The HIGH-5 Programme
Major investment from the National Institute for Health Research Biomedical Research Centre at Great Ormond Street Hospital for Children NHS Foundation Trust and University College London is supporting the development of a new high definition, in-depth phenotyping at GOSH (HIGH-5) programme.
HIGH-5 aims to address a major challenge in the understanding of rare diseases: how high penetrance genetic variants interact with genomic modifier alleles, non-genetic determinants and environmental factors to influence disease pathology.

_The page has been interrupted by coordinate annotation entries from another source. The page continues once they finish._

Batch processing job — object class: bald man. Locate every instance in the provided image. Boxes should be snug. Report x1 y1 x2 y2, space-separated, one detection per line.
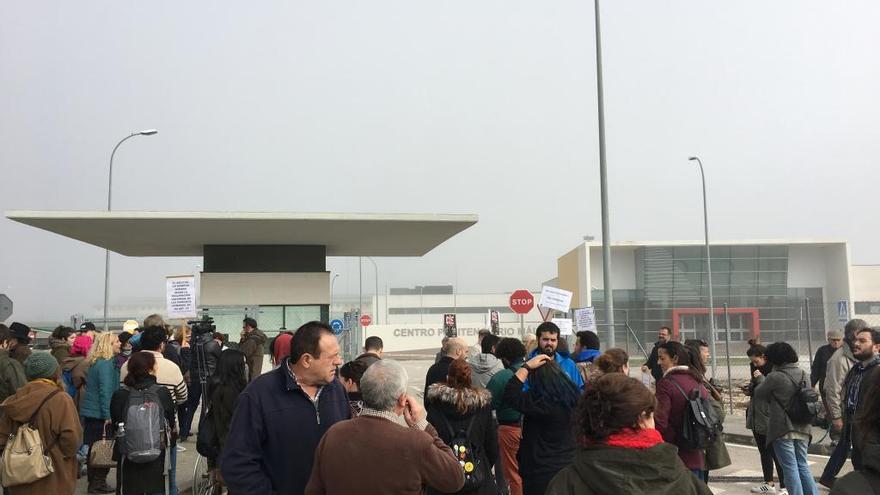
422 337 467 397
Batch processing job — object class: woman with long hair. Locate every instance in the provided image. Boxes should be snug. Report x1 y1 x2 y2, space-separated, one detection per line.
654 341 709 482
110 351 175 495
743 343 785 493
546 373 712 495
425 359 498 495
205 349 248 493
503 354 581 495
754 342 819 495
79 332 121 493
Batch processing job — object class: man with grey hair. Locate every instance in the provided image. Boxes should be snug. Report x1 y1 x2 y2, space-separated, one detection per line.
819 318 870 488
422 337 468 397
305 359 464 495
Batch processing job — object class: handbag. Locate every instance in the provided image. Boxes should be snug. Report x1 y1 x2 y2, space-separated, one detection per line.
89 425 116 469
0 390 61 487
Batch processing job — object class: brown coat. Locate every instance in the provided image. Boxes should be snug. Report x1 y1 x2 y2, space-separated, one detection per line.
0 381 82 495
305 416 464 495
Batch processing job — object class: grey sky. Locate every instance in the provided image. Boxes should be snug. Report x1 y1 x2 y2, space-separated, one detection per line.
0 0 880 320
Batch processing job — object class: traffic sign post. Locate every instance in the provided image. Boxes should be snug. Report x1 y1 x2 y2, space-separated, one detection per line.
0 294 12 321
509 289 535 336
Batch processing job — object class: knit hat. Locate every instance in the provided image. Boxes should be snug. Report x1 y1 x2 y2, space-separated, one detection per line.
122 320 138 334
24 352 58 380
70 334 92 357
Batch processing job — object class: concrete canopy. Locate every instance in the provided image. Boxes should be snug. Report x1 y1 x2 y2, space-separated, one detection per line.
6 211 478 256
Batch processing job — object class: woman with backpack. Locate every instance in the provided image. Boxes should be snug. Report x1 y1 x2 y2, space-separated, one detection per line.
80 332 121 493
743 343 787 493
654 341 709 483
205 349 248 493
110 351 176 495
546 373 712 495
0 352 82 495
425 359 498 495
754 342 819 495
503 354 581 495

The primary aim of this research is to analyse and integrate genomic, clinical and molecular phenotype information from patients with rare childhood diseases. This will allow the identification of clinical biomarkers that will inform likely disease severity and progression, risk of developing specific clinical complications, and/or stratify patients for appropriate or novel therapies.

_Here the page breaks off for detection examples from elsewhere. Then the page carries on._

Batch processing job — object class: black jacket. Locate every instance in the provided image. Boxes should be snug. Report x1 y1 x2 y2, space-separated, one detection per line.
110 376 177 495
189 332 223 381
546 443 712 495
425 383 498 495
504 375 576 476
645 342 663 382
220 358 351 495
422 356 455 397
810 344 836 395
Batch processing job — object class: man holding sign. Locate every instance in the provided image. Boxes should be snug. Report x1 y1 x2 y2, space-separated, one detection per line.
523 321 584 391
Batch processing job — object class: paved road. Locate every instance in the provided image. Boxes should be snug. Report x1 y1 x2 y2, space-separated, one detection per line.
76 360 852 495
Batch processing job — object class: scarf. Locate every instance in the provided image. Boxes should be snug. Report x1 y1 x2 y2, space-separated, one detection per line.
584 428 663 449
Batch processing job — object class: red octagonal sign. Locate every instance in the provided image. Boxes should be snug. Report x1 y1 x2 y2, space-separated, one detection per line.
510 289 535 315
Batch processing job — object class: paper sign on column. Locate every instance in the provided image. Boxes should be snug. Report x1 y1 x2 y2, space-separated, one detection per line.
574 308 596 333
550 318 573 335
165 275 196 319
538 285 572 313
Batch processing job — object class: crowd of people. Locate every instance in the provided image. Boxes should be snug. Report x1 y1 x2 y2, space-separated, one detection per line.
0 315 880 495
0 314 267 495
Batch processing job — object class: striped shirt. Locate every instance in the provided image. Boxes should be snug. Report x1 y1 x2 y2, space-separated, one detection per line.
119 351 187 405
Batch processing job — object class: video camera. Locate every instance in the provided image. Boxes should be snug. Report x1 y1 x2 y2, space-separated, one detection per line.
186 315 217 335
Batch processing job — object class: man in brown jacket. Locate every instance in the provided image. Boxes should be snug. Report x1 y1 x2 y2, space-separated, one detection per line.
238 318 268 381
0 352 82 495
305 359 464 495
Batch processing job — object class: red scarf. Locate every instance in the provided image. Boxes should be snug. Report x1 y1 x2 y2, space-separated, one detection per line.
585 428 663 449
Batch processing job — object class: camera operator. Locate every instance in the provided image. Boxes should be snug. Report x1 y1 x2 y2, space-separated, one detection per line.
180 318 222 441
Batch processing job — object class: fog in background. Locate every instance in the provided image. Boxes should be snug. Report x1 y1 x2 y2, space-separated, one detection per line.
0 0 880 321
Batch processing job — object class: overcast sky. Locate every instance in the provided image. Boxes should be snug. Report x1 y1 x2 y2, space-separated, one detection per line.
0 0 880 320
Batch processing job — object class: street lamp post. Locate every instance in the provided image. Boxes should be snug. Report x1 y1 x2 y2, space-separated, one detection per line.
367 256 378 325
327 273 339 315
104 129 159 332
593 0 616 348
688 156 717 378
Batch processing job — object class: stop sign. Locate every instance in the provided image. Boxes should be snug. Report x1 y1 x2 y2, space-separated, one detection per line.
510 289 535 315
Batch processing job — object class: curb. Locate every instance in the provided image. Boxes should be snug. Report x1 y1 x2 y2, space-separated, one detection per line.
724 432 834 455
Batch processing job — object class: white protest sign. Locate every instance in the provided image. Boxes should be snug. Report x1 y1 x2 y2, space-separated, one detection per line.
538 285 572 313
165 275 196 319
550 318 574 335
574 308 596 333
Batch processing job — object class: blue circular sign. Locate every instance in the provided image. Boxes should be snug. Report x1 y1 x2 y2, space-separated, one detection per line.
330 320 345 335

Towards personalised medicine for rare diseases
- Every individual is different as a result of our unique genetic make-up and exposure to differing environments.
- Patients affected by rare diseases with similar or identical primary genetic defects can markedly vary in their expression of clinical phenotypes, even in patients within the same family.

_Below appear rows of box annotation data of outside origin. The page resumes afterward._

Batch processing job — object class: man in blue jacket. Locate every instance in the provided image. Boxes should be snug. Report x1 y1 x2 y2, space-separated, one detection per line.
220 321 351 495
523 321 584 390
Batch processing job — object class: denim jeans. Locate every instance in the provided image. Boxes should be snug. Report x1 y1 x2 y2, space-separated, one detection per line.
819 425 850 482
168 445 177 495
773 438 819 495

- Access to multiple technological advances now offers an exceptional opportunity for in depth phenotyping of disease at the molecular level to evaluate genetic variants in conjunction with detectable variation in RNA, protein, metabolites and epigenetic factors in patient derived tissue.
HIGH-5 will look beyond the identification of disease causing variants by integrating clinical and multi-omics datasets to obtain a more complete understanding of childhood diseases.
Using state-of-the-art resources, this approach represents a multidisciplinary strategy to investigate the phenotypic variability that is a feature of many rare diseases. HIGH-5 serves as an important archetypal study for future studies on other rare and complex conditions researched at GOSH and UCL ICH.